Yeni Eğitim Sistemi En Yenisi mi? / Köşe Yazısı - Cevdet BALLI

20.05.2020
Cevdet BALLI

Cevdet BALLI

 Yeni Eğitim Sistemi En Yenisi mi?

Eğitim sistemi bir toplumun sadece gençlerini eğitmez, aynı zamanda o toplumun geleceğini de belirler. Toplumun gelecekteki ekonomik ve gelişmişlik düzeyini ve yaşam standardını da belirler. Yani kısacası eğitimle geleceğimizi de inşa ederiz. Gelecekte nasıl bir dünyada yaşayacağımızın en belirgin özelliği çocuklarımıza verdiğimiz eğitimle belirlenir.

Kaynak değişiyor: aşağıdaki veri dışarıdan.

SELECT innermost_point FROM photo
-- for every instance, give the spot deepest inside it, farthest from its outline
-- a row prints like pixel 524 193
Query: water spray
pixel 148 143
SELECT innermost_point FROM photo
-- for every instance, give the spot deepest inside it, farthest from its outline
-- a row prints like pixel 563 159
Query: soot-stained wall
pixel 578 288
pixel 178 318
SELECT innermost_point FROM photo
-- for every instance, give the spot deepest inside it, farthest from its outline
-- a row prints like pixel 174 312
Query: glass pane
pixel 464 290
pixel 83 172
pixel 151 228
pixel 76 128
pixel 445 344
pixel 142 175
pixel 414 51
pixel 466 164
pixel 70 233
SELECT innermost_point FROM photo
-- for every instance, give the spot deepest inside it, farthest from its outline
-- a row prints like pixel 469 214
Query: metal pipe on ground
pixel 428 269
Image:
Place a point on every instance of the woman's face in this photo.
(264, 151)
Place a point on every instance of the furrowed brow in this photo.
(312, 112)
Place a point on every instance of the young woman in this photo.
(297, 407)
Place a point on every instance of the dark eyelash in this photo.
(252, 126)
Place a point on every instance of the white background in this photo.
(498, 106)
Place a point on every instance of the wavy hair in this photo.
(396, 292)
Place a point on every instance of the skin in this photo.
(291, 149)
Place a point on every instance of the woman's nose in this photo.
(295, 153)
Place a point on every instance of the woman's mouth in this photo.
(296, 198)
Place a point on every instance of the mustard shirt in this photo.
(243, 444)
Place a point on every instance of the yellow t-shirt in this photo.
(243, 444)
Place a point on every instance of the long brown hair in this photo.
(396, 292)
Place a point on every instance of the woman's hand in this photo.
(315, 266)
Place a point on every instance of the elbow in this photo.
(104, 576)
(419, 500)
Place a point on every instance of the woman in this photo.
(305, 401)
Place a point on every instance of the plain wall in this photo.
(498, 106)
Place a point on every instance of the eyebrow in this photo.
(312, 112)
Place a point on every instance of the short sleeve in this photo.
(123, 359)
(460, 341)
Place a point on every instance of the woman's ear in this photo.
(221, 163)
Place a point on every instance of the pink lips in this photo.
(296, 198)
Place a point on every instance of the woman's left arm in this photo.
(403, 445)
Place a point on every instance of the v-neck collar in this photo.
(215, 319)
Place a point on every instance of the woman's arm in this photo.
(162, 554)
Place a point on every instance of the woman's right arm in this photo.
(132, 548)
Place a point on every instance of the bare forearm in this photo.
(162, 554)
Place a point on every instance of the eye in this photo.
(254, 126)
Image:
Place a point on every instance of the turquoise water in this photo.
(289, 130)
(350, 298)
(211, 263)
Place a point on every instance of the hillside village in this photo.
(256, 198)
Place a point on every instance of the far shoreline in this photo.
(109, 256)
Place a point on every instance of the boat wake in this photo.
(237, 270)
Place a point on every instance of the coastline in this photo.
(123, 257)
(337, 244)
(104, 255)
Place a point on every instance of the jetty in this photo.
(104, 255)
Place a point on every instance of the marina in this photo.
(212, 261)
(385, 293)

Son zamanlarda, özellikle de Milli Eğitim Bakanlığına, eğitim camiasından birinin getirilmiş olmasından sonra eğitim sisteminin değiştirilmesi konusunda bir çabanın içinde olunması sevindiricidir. Ziya Öğretmen’in eğitim sistemine yönelik bu değişim çabalarını önemsiyorum. İyi bir eğitim ve iyi bir gelecek için bir gayret içinde olunması toplum nezdinde pozitif yönde kabul görmektedir. Toplum nezdinde kabul gören bir eğitim sisteminin temellerini atmak için geç kalmış da sayılmayız. 2020-2021 Eğitim-Öğretim yılında 9. sınıflardan başlayarak kademeli olarak uygulanacak yeni eğitim sistemi ile;

-          Liselerde ders sayısı azalacak

-          Liselere kariyer ofisleri açılacak

-          Zorunlu dersler hariç diğer dersleri öğrenciler seçebilecek

-          Bilgi kuramı dersi zorunlu hale getirilecek

-          Yaparak ve uygulayarak öğrenme ağırlık kazanacak

-          12. Sınıflarda ders saatleri azaltılacak ve öğrencilere üniversite için destek çalışmaları yapılacak

-          Beden eğitimi ve spor, görsel sanatlar, müzik, sağlık bilgisi, trafik kültürü mecburi ders olmaktan çıkacak

-          Bu yıldan uygulanmak üzere Kasım ve Nisan aylarında birer haftalık iki ara tatil olacak

-          Bütün sınıflarda ortak olan ders sayısı ise iki olacak. Bu dersler ‘’Türk dili ve Edebiyatı ile Din Kültürü ve Ahlak Bilgisi’’ olarak belirlendi.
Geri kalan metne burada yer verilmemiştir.